Kodachi sembra aver scoperto qualcosa sul coma della madre, ed è molto decisa a rivelarne la verità.

«Sapevo bene che non c’è niente che gli esseri umani temano quanto il riaffiorare di un desiderio cui avevano già rinunciato»

Un viaggio nell’io interiore tra realtà e immaginazione: lo stile unico di Yoshimoto

A differenza di quanto si possa pensare, la narrazione si apre già con la scomparsa della sorella di Mimi, che ci lascia così in sospeso su un filo sottile, in pieno limbo. Cosa sia successo prima lo scopriremo più avanti, in un ritmo incalzante di eventi che si susseguono su una linea temporale ideale. La lettura è scorrevole e molto leggera, con molti flashback che la protagonista rivive in prima persona, lasciandosi travolgere dal sapore amaro del passato.

I riferimenti al folklore giapponese ci portano direttamente nel Paese del Sol Levante, facendoci respirare i profumi avvolgenti dell’antica cultura tradizionale. Impossibile non proiettarsi accanto alla stessa Mimi, che ci tiene per mano durante tutto il suo cammino, fatto di curve pericolose e di salite senza fine: la rappresentazione della crescita personale a cui si fa fronte nel viaggio chiamato “vita”.

Con elementi magici e di fantasia, lo stile di scrittura è quello tipico di Banana Yoshimoto: il linguaggio semplice ma diretto, che ti scava dentro, che mette a nudo le tue debolezze e ti costringe a fare i conti con la realtà circostante.
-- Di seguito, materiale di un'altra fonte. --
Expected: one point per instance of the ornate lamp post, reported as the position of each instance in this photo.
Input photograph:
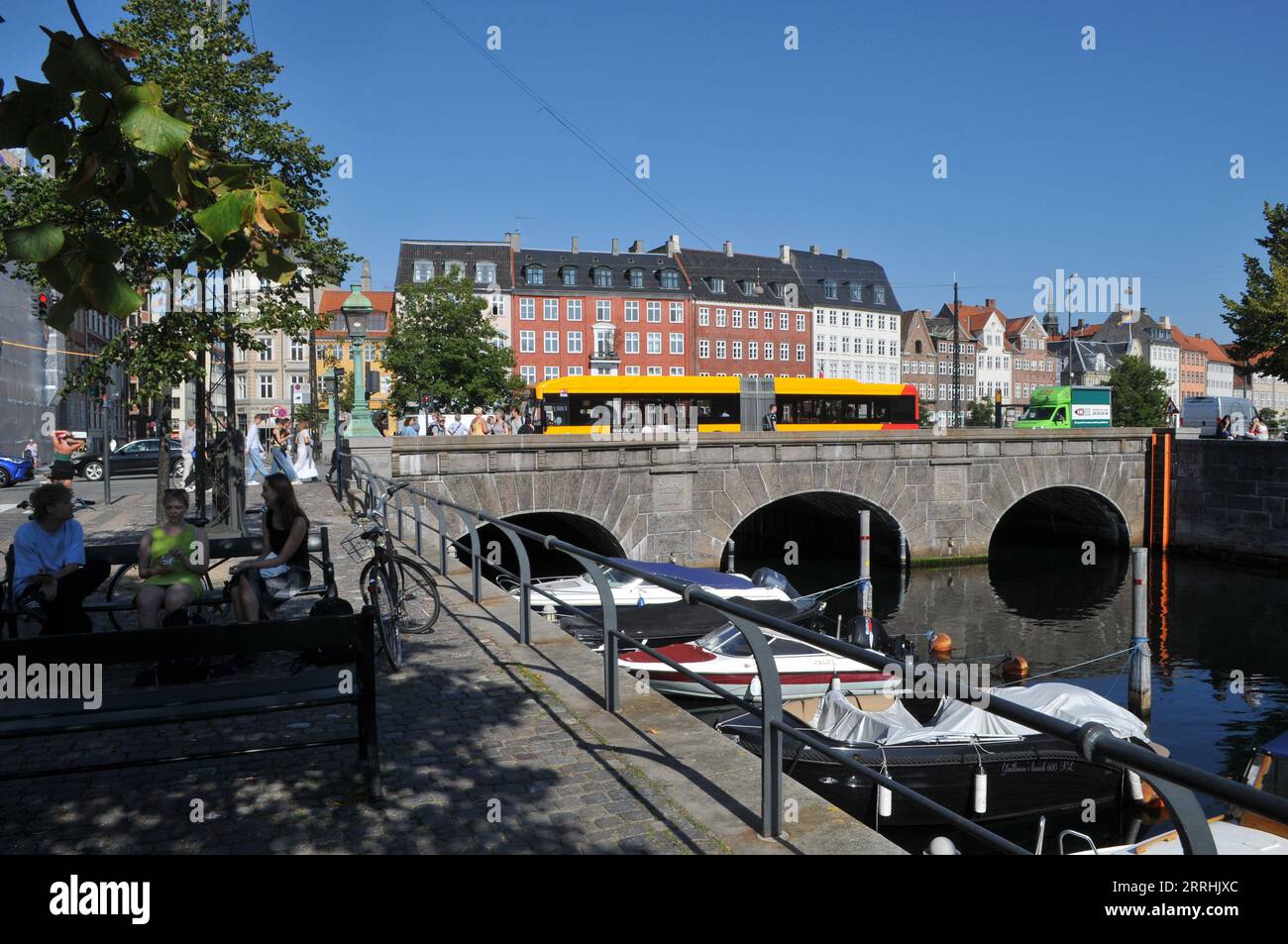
(356, 310)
Ma è uno stile anche leggero, senza essere superficiale, in grado di trascinarti all’interno della trama e tenerti incollato per tutto il tempo alle pagine del libro. È un racconto intimo e personale, quasi liberatorio, accarezza l’anima e fa dubitare delle proprie sicurezze.

Narra di sofferenza, di rinascita, del terrore della perdita e dell’amore stesso, di sentimenti contrastanti: li posa davanti ai tuoi occhi come candide fotografie e li esprime con la delicatezza di chi non vuol fare rumore ma sembra volerti segnare dentro.

Per chi vuole intraprendere un viaggio introspettivo, alla ricerca di domande e di risposte, Le strane storie di Fukiage di Banana Yoshimoto è il biglietto di sola andata.